Both licensed gun dealers and pawn shops are required by federal law to conduct background checks when selling guns. But not every gun-buyer goes the gun store route, and in a majority of states, gun sellers that aren’t licensed aren’t required to perform a background check, according to the Law Center to Prevent Gun Violence.

Only 13 states require a background check to be performed no matter how a gun is sold or what kind of gun it is, according to the Law Center to Prevent Gun Violence. In most states, guns can be sold between private parties like friends or acquaintances, but commonly these background-check-free gun sales occur are at gun shows.

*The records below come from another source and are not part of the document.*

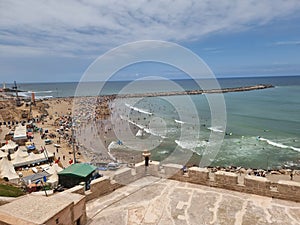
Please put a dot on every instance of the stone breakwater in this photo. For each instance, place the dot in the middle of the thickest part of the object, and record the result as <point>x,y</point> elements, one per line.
<point>195,92</point>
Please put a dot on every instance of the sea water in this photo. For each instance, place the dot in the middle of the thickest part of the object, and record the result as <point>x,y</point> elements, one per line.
<point>262,128</point>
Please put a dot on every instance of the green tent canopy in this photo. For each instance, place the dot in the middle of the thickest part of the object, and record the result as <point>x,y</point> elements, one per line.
<point>78,169</point>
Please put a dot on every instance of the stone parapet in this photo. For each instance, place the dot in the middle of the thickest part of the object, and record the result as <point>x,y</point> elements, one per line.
<point>198,175</point>
<point>287,190</point>
<point>226,179</point>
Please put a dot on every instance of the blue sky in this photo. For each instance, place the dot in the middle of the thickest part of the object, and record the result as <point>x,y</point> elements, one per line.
<point>42,41</point>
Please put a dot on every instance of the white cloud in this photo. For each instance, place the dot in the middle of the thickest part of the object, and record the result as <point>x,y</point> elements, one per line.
<point>90,27</point>
<point>287,43</point>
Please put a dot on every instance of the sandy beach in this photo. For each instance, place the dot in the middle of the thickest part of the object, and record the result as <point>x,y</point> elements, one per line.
<point>93,132</point>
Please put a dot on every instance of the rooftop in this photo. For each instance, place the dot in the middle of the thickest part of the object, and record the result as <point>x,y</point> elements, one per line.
<point>39,209</point>
<point>152,200</point>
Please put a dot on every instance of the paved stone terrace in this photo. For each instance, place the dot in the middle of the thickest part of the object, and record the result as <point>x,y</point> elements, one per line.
<point>151,200</point>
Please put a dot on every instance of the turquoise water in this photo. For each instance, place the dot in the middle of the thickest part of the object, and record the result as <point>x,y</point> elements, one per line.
<point>262,128</point>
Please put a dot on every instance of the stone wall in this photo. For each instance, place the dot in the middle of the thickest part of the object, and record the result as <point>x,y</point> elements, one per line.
<point>287,190</point>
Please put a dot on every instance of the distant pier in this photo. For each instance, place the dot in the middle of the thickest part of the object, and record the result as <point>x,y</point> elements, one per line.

Since 1994, background checks have prohibited more than 2.4 million gun purchases, but 40 percent of guns sold in the U.S. are still sold with “no questions asked,” according to the Brady Campaign to Prevent Gun Violence.

According to the U.S. Department of Justice, “large numbers of firearms are sold anonymously” at more than 4,000 gun shows each year. That averages to about 11 gun shows on any given day.

Related: Obama Announcement Puts Gun Control at Center of 2016 Campaign

Guns can also be advertised online, but according to federal law, the actual sale of the firearm must happen at a licensed brick-and-mortar store, where it would be required to perform a background check as usual.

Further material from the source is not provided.